Anne (not her real name) is a professional designer in her twenties. She's been sick with swine flu for the past two weeks. During her illness, Anne stopped breathing once and her temperature twice rocketed up to 41c (104F).

"I was out with friends on the Tuesday after Christmas, when I just started feeling very unwell. Literally, within ten minutes, I knew I was quite sick.

"I didn't want to go to the doctor, so I just went home, took some tablets and went to bed. About 24 hours later, my temperature went up to 41. Plus, for those 24 hours, I wasn't able to break a sweat, even though I had such a fever. I felt like my skin was going to burst, there was so much pressure.

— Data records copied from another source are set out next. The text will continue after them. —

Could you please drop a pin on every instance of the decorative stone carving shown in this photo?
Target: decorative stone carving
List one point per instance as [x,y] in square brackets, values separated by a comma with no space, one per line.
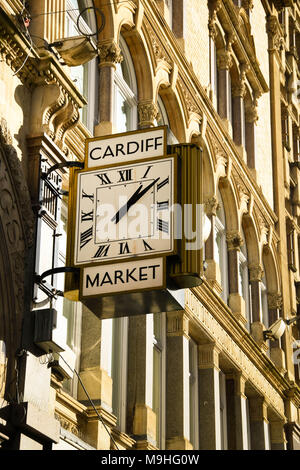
[248,4]
[234,240]
[159,51]
[18,181]
[256,272]
[224,59]
[276,38]
[274,300]
[208,356]
[177,324]
[192,109]
[211,206]
[148,113]
[109,53]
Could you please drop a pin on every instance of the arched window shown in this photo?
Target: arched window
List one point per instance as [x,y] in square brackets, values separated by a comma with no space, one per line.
[84,76]
[125,93]
[220,250]
[244,289]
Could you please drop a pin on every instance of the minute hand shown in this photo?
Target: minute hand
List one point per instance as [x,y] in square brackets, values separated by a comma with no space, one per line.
[132,200]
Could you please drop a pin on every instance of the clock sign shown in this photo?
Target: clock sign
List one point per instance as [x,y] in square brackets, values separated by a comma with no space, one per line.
[125,211]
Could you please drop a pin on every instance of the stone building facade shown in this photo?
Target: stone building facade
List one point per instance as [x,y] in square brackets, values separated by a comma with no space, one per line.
[223,74]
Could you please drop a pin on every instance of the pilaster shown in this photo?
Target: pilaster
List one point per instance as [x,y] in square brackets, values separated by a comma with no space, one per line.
[209,397]
[109,55]
[177,423]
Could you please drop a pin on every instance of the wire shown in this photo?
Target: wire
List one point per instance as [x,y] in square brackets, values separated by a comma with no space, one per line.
[30,49]
[74,9]
[90,400]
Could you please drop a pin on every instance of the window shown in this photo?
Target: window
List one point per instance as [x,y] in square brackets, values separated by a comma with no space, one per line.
[116,332]
[194,394]
[213,72]
[119,369]
[221,248]
[159,376]
[291,246]
[244,290]
[169,11]
[84,76]
[264,302]
[223,411]
[125,93]
[71,311]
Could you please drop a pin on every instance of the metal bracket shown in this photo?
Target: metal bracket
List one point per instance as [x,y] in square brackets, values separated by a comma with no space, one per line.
[57,166]
[48,288]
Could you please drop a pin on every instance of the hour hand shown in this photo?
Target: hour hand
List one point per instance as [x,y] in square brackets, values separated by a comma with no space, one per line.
[132,200]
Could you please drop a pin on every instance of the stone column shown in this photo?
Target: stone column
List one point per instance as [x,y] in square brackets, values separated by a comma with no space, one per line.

"I knew I would probably need some kind of help but still didn't want to go to the doctor. I asked some friends and family what I should do. They all told me to ring NoWDoc straightaway. When I said to the NoWDoc person that my temperature was 41 she said just get in the car and go now. The doctor told me that I had flu and prescribed antibiotics.

"For about three days, I simply could not move. My whole body was sore, even my skin. I didn't sweat for the first 24 hours, but after that, whenever I slept, which seemed to be all the time, I was sweating so much.

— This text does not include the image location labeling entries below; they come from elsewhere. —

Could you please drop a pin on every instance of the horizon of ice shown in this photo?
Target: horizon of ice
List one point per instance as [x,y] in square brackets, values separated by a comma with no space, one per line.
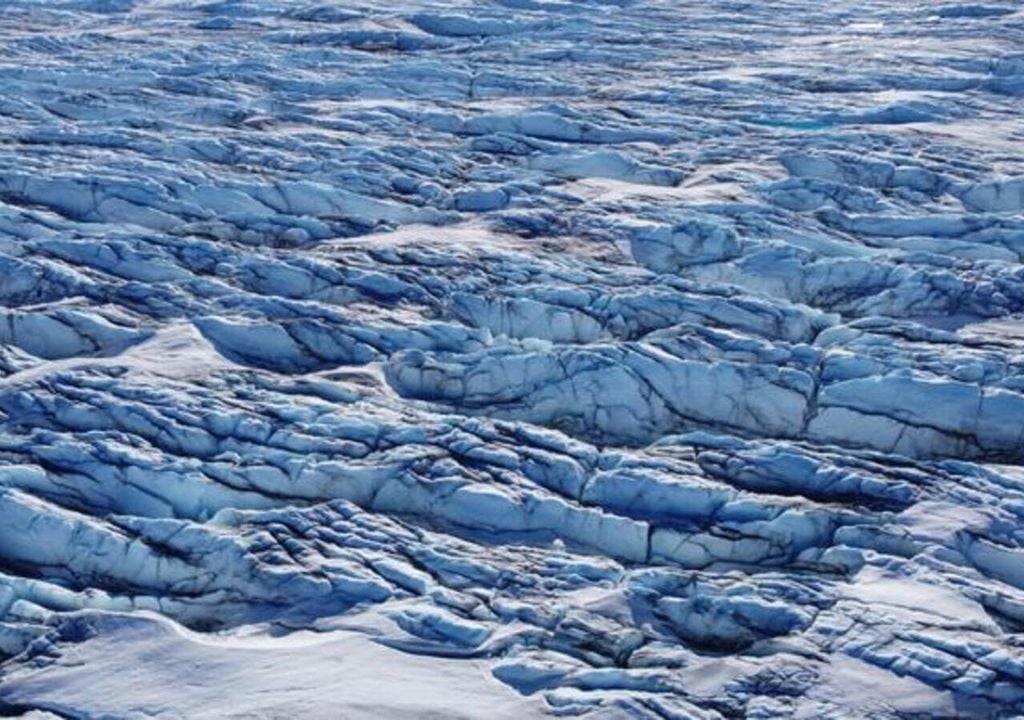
[604,358]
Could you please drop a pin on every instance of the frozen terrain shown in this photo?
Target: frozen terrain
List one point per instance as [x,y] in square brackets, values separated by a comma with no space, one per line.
[511,358]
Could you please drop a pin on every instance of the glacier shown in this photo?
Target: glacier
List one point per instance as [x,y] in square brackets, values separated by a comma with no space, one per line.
[511,358]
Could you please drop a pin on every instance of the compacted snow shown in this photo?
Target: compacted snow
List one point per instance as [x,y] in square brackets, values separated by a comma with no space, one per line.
[606,358]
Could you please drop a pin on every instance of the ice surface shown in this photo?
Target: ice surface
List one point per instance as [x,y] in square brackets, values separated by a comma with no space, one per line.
[514,358]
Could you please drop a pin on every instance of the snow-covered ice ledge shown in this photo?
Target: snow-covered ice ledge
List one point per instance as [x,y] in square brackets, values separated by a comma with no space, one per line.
[588,357]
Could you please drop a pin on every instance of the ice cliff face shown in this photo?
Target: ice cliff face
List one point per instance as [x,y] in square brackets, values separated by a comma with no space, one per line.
[603,358]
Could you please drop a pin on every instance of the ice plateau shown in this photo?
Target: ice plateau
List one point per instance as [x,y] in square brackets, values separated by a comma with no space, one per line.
[511,358]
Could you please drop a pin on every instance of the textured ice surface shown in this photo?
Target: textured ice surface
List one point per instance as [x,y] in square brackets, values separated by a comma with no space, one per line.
[581,357]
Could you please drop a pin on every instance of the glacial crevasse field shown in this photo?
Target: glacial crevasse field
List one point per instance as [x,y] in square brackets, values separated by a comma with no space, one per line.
[603,358]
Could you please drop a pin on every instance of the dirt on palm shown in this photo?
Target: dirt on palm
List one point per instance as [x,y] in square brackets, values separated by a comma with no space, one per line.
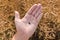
[48,28]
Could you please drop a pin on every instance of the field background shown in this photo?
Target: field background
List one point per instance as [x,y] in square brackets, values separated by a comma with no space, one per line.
[48,28]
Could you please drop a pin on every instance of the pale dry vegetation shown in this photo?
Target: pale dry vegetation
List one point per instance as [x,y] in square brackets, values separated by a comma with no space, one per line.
[48,28]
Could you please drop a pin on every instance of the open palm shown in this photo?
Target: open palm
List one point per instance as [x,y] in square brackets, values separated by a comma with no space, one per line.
[28,24]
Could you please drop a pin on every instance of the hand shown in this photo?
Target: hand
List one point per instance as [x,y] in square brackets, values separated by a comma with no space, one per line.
[28,24]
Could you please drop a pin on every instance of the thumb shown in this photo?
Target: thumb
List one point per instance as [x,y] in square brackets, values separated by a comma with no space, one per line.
[17,15]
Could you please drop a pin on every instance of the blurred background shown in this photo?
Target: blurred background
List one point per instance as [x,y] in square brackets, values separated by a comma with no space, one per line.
[48,28]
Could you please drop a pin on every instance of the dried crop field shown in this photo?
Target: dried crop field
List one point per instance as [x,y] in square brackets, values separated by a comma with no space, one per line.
[48,28]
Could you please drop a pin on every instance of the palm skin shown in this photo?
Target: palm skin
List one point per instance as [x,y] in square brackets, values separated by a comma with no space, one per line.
[28,24]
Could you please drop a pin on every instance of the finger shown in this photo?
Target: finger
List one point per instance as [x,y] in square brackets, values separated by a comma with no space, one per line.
[17,15]
[39,17]
[39,11]
[36,10]
[30,11]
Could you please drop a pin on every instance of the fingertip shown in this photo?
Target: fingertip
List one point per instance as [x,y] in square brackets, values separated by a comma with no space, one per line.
[17,14]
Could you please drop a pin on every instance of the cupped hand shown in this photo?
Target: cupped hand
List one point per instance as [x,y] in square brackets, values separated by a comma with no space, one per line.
[28,24]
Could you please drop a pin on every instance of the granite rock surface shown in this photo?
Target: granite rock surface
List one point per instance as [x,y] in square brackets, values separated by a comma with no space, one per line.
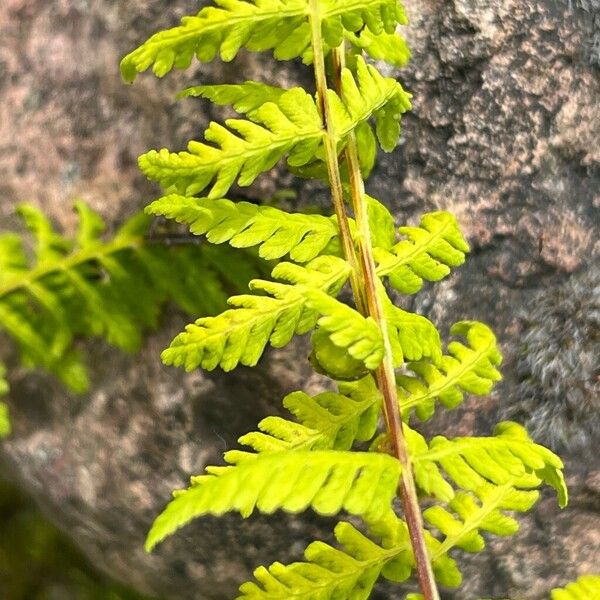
[505,133]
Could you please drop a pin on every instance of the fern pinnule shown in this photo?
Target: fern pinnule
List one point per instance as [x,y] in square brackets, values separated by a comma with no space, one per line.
[468,368]
[328,481]
[244,97]
[389,47]
[328,573]
[412,336]
[510,456]
[327,421]
[5,426]
[242,150]
[428,253]
[240,335]
[89,286]
[348,329]
[242,224]
[258,25]
[587,587]
[367,94]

"By New Year's Eve, I was feeling a bit better but then on January 2nd I got sick again. My temperature went back up to 41 and we had to call the NoWDoc. I was so weak and sore that they couldn't even take me out of the house, the doctor had to come to me. He said it was Swine Flu.

"I didn't have too much by way of the sniffles or anything like that but I had this cough that just would not go away. I couldn't catch my breath and at one stage I actually stopped breathing. That was in the morning, when I woke up. It was like having an asthma attack. I was coughing out but I wasn't able to breathe back in again and, to be honest, it was the kind of thing that made me pretty panicky. All the more so because I was alone at my house in Buncrana. Fortunately, I concentrated on calming myself down. I took tiny, tiny breaths and eventually it passed. I went to my GP straight after that and then back to Letterkenny to stay with my family for a while.

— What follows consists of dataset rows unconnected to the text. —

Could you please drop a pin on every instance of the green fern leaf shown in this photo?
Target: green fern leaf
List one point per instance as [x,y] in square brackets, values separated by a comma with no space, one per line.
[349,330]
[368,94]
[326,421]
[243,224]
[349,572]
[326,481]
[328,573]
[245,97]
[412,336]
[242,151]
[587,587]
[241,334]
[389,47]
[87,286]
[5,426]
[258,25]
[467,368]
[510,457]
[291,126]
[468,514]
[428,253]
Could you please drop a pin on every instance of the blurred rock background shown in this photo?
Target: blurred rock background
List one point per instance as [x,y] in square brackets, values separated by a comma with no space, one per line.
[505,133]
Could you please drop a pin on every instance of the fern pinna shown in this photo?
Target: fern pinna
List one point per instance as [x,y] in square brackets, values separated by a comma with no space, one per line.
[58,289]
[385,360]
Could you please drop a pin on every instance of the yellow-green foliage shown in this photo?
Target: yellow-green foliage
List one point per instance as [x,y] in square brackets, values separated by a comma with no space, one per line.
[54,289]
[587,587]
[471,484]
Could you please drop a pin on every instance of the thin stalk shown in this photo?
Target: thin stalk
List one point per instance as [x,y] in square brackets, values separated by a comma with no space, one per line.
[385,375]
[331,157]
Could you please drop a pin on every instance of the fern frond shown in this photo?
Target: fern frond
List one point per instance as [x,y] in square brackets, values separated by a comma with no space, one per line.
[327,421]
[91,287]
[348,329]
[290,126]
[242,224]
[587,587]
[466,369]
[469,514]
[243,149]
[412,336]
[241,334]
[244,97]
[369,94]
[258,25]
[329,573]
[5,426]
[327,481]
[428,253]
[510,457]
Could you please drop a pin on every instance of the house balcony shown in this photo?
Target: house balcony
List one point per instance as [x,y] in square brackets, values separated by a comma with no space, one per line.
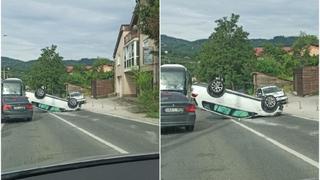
[132,68]
[130,36]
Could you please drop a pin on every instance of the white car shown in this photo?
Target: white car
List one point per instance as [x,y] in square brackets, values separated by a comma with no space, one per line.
[274,91]
[78,96]
[215,98]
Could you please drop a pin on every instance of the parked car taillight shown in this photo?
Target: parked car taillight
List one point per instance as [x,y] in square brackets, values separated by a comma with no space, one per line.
[29,106]
[194,95]
[6,107]
[190,108]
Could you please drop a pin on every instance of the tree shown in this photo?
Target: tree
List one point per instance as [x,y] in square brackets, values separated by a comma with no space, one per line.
[48,71]
[148,14]
[301,51]
[229,53]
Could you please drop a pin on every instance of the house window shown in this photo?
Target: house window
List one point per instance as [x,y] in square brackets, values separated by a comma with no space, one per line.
[118,60]
[131,54]
[147,52]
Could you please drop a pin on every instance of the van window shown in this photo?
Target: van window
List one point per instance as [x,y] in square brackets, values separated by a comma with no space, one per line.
[172,80]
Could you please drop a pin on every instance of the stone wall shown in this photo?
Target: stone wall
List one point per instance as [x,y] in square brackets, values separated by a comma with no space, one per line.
[306,80]
[261,79]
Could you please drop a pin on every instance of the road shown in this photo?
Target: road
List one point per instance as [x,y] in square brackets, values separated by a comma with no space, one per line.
[282,147]
[53,138]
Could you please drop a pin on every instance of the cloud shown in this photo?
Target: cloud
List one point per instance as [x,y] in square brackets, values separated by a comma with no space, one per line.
[80,28]
[262,19]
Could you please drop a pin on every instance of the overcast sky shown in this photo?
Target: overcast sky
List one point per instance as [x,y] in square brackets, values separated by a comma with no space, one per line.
[191,20]
[80,28]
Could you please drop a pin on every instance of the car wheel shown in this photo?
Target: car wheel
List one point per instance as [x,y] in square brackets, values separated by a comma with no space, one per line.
[269,104]
[190,128]
[72,103]
[40,93]
[216,88]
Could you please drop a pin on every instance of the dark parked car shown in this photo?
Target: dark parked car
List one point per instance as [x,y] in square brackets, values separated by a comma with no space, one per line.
[14,103]
[177,110]
[16,107]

"The main thing the doctors kept saying to me all through it was to take plenty of paracetamol.

On the day I was due to go back to work, Wednesday, January 5th, I went to my own GP. I told her NoWDoc had said it was swine flu. She asked me was it the worst thing I ever had and I said yes. She told me that yes, it was most likely swine flu then. Those were the two of the longest weeks of my life, it was terrible. I'm still on antibiotics today, but I feel so much better."

Do you have a cold or the flu?

A spokesperson for the HSE gives some useful advice on telling the difference between flu and cold.

"Flu is an acute respiratory illness, which usually causes high fever, severe weakness and fatigue. It makes you feel very sick, more than a normal cold. The flu virus can spread quickly from person to person through tiny drops in coughs and sneezes. If you are close to a person with flu, you can breathe them in and become infected. Droplets can also be passed from surfaces like door handles and hand rails.

"It can be difficult at times to distinguish between the common cold and influenza. The main difference is that the symptoms of influenza come on rapidly and are typically accompanied by muscle aches and a fever.

"First of all you need to check the symptoms you are having. Flu begins very suddenly, within a few hours of feeling well. The symptoms include: a fever of 38C or 100.4F that begins very suddenly; severe tiredness; a cough; a sore throat; muscle aches and pains; a runny nose; a headache. Some people also have vomiting and diarrhoea. If you have a fever, are severely tired or weak and have these other symptoms, you are likely to have the flu.

"The common cold has a more gradual onset and is associated with a runny nose and sneezing.

Symptoms Include:

slow onset: fever - rare;

headache - rare;

general aches and pains - rare;

fatigue, weakness - quite mild;

extreme exhaustion- never;

runny nose - common;

sneezing - usual;

sore throat - common;

cough - mild to moderate hacking cough;

vomiting/diarrhoea- not associated with the common cold in adults.